25L Portable NV-linked Dual 3090 LLM Rig
Role of RTX 3090s & NVLink
- Several commenters see the 3090 as a “sweet spot” for training: fast VRAM and last consumer gen with NVLink, making inter-GPU parameter copies significantly faster than on 4090/5090 (which are PCIe-limited).
- Others argue NVLink is not “an absolute must” for 2–few GPUs; with modern PCIe you often won’t saturate the bus, and some sources say NVLink only matters at very large GPU counts.
- One person running 14×3090s stresses optimizing for “power per token” vs raw speed, and highlights heat and noise as primary constraints.
Power, Cost, Renting & Used Market
- Back-of-the-napkin comparison: 4×3090 (~96 GB VRAM) vs a single RTX 6000 Ada (48 GB). RTX 6000 wins on training/inference speed, power draw (≈300 W vs ≈1400 W rated), and operating cost—especially with expensive electricity.
- Another commenter counters that TDP isn’t actual draw: multi-GPU inference typically uses far less than peak wattage.
- Renting via GPU marketplaces at high electricity prices can lose money with 3090s and barely break even with RTX 6000; some liken ownership vs rental to boat economics.

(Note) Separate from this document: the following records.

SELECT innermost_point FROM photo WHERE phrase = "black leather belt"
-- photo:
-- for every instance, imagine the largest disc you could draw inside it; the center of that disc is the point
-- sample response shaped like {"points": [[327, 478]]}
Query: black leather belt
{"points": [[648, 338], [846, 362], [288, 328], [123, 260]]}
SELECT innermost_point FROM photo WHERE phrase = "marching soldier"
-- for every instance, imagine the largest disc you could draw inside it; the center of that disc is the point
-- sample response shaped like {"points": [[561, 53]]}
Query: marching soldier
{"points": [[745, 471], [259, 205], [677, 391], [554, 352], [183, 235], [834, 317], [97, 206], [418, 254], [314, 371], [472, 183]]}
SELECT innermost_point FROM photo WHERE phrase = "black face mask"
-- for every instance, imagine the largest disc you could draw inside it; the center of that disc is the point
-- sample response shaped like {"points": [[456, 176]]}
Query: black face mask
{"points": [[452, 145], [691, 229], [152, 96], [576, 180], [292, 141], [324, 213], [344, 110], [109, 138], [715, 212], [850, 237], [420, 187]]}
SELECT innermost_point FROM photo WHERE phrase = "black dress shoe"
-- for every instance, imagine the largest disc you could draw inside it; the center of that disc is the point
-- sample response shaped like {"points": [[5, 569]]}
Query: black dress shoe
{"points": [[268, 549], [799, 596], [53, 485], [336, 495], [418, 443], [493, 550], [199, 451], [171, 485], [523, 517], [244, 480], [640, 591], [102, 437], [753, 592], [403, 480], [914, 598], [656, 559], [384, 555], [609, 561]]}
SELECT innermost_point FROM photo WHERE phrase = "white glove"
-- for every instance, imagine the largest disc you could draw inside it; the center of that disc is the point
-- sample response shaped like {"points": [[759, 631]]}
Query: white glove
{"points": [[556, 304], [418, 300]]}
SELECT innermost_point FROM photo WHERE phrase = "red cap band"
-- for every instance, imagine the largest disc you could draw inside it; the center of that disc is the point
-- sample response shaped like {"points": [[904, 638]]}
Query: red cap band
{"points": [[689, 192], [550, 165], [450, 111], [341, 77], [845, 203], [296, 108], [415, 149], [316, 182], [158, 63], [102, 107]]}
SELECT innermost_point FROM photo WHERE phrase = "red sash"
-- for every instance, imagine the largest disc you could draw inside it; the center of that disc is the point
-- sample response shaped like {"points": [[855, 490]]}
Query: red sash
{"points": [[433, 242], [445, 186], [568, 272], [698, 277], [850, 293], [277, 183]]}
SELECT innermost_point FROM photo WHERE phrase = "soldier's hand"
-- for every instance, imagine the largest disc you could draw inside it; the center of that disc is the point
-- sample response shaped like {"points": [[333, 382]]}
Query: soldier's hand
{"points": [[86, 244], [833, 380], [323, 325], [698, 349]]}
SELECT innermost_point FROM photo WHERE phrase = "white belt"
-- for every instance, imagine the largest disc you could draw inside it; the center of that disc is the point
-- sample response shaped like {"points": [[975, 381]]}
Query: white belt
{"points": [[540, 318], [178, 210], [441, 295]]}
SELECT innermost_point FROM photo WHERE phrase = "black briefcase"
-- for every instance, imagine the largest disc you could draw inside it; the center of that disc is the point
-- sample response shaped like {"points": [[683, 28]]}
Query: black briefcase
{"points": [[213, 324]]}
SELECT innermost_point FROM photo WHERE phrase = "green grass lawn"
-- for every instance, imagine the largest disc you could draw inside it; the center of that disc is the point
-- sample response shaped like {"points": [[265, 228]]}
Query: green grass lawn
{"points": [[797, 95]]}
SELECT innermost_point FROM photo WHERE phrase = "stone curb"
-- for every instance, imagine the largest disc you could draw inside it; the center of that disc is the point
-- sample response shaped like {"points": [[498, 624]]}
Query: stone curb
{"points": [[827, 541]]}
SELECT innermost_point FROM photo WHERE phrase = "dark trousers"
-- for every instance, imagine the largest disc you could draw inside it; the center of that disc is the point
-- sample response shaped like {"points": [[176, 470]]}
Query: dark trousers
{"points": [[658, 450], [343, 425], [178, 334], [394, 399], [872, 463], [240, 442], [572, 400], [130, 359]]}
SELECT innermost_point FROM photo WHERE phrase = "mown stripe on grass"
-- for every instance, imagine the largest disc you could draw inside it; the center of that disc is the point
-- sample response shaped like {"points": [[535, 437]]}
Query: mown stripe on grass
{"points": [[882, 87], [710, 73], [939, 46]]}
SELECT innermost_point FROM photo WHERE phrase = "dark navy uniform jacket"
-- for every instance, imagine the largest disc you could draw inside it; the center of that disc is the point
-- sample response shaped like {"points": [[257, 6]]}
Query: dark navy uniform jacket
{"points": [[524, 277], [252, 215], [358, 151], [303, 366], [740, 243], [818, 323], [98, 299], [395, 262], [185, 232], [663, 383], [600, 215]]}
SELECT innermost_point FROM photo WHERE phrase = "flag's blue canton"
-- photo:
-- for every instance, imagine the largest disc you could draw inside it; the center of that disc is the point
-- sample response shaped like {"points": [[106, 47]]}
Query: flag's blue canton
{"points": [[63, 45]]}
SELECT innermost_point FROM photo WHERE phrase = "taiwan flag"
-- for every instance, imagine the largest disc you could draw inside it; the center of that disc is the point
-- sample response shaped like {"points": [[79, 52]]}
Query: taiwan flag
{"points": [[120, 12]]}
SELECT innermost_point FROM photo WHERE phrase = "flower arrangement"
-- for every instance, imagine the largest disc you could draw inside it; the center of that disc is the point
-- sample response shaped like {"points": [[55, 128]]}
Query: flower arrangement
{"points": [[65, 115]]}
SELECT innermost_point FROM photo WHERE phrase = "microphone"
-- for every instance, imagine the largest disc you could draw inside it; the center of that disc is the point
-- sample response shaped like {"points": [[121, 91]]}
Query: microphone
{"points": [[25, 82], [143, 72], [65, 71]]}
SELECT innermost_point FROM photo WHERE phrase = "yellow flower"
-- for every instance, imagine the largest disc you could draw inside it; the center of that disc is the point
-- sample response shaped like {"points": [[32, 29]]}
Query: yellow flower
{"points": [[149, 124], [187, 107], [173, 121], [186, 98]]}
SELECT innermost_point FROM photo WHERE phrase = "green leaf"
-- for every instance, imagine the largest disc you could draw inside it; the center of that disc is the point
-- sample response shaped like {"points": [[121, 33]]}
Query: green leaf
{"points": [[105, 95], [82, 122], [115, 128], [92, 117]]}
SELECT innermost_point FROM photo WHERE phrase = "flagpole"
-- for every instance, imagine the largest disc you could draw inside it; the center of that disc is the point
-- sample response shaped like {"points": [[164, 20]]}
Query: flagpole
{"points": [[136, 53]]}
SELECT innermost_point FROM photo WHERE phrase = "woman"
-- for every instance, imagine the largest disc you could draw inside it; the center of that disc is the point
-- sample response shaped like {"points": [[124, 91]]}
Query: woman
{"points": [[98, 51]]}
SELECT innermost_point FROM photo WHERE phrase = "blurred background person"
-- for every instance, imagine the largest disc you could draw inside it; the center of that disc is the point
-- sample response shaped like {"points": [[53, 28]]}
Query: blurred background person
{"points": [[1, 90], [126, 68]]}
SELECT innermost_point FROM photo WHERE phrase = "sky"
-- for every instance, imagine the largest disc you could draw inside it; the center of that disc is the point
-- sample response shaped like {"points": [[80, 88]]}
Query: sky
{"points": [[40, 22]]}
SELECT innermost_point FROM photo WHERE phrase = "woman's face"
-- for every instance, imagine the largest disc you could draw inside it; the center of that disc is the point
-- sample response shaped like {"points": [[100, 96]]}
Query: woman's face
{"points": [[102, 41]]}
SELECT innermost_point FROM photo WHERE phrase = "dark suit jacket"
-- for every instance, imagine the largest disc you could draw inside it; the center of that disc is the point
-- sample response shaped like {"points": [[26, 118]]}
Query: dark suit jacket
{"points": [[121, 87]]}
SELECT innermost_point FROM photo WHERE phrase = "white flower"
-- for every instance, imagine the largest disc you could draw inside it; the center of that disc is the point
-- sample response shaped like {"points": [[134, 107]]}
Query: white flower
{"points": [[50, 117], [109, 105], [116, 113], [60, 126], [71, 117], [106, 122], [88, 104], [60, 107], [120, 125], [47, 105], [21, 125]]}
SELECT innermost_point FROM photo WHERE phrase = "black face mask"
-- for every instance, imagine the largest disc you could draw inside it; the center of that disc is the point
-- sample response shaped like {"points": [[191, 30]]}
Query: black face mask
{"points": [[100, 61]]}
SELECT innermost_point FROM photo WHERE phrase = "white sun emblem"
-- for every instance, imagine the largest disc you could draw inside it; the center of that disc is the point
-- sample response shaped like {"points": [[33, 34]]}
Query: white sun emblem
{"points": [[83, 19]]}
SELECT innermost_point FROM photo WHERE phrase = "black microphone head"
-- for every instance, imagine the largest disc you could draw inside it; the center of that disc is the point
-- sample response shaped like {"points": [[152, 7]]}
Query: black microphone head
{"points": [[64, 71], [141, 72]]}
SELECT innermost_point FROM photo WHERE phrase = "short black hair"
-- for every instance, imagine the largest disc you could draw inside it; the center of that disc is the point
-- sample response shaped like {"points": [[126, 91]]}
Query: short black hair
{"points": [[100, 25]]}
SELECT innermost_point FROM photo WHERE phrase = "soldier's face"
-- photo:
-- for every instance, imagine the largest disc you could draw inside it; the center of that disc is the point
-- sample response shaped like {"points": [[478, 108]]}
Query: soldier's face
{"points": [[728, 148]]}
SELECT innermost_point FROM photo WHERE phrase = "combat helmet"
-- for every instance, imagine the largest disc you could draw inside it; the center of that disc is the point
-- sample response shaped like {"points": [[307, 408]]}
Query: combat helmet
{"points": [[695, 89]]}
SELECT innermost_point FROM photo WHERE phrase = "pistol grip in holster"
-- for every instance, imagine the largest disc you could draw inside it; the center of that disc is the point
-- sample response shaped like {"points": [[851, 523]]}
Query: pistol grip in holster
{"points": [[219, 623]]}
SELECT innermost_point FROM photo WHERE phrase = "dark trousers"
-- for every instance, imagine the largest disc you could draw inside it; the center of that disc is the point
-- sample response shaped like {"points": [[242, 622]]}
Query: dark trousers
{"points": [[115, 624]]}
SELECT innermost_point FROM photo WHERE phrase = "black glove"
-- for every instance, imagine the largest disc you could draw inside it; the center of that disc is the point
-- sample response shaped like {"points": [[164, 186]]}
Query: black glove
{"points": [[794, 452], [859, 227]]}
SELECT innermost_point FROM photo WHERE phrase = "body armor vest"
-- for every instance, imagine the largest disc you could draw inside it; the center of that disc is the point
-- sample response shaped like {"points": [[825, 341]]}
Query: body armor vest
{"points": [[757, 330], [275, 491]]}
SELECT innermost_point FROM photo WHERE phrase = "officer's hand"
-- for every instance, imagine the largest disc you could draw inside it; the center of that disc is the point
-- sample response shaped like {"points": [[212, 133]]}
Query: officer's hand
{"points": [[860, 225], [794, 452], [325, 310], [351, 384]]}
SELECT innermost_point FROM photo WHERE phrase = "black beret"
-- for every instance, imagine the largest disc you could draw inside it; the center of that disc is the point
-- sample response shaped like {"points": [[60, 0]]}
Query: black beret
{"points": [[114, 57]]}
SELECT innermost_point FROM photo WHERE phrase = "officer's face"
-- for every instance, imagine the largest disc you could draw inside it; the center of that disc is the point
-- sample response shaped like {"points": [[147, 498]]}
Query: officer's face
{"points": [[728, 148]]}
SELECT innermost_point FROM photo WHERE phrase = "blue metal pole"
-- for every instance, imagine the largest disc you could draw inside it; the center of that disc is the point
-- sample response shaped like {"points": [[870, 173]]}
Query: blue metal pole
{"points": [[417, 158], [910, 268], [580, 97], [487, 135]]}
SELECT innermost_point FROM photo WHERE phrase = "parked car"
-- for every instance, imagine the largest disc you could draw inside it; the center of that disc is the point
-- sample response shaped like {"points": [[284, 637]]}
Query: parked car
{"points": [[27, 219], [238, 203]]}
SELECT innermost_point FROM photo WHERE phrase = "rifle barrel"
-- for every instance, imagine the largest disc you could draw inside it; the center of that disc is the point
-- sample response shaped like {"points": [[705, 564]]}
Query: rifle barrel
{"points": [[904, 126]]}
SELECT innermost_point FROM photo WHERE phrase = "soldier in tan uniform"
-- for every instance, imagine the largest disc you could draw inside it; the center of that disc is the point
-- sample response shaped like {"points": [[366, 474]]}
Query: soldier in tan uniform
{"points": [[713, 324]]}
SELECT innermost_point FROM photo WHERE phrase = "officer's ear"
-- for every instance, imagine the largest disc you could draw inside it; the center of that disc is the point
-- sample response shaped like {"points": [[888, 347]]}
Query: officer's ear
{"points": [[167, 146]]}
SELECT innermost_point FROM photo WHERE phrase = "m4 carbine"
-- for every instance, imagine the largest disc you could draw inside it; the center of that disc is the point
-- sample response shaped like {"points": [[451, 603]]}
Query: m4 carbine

- Used 3090s are relatively cheap but many are ex-mining; some worry about lifespan and corroded heatsinks, others report multi-year trouble‑free use.
Build, PCIe & Cooling Concerns
- Multiple warnings about motherboard choice: some X670 boards only run the second GPU at PCIe 4.0 x4; NVLink doesn’t replace fast CPU↔GPU links, especially if offloading or swapping models.
- Case fit and airflow are recurring issues. The article’s build reportedly has GPUs resting on fans and stressed PCIe cables; commenters recommend larger HTPC/server cases, blower-style GPUs for dense packing, and sometimes moving rigs to garages.
- Splitters, riser cables, and multi-PSU setups are common in >4 GPU builds, but complicate power and heat management.
Alternatives & Experimental Hardware
- Suggestions include: single RTX 6000 Ada, second‑hand 4090s (some modded to 48 GB VRAM), SXM2 V100s with adapter boards, cheap AMD MI50s (with reliability caveats), and upcoming Intel Arc Pro B60 dual‑GPU boards (seen as too slow vs old Nvidia).
- Some criticize Nvidia’s product segmentation for driving a gray market of VRAM‑modded gaming cards and hacked drivers.
Local LLM Experience vs Hosted Models
- Owners of dual‑3090 rigs report local LLMs are fun and “sovereign,” but many feel open-weight models still lag SOTA hosted systems in quality, hallucination rate, and instruction following.
- Throughput around 20–30 tokens/s on dual 3090s is seen as acceptable; newer MoE models plus CPU offload (e.g., via llama.cpp options) can run very large models but may hurt responsiveness, especially under Ollama.
- Some keep one 3090 for lighter models and fall back to ChatGPT/hosted models for serious work.
SMB / Offline Use & Other Uses
- Commenters agree that SMBs can feasibly run offline ML/LLM boxes for sensitive data, though “serious” LLM workloads may want something bigger than this dual‑3090 rig or a small cluster.
- Outside LLMs, suggested uses include gaming, 3D rendering, fluid simulations, Plex transcoding, 3D printer monitoring, space heating (e.g., Monero mining), and even solo tabletop RPGs with an LLM DM.
Meta: Article & Site Critiques
- Critiques of the article include: ambiguous motherboard choice, misleading or non‑quantified benchmarks, reliance on older/small models, and a physically marginal build (card clearance, fan mounting, cable strain).
- The site’s UX draws complaints: copy/paste blocking (worked around by browser extensions), confusing price display, and intermittent 403 errors/changed URLs.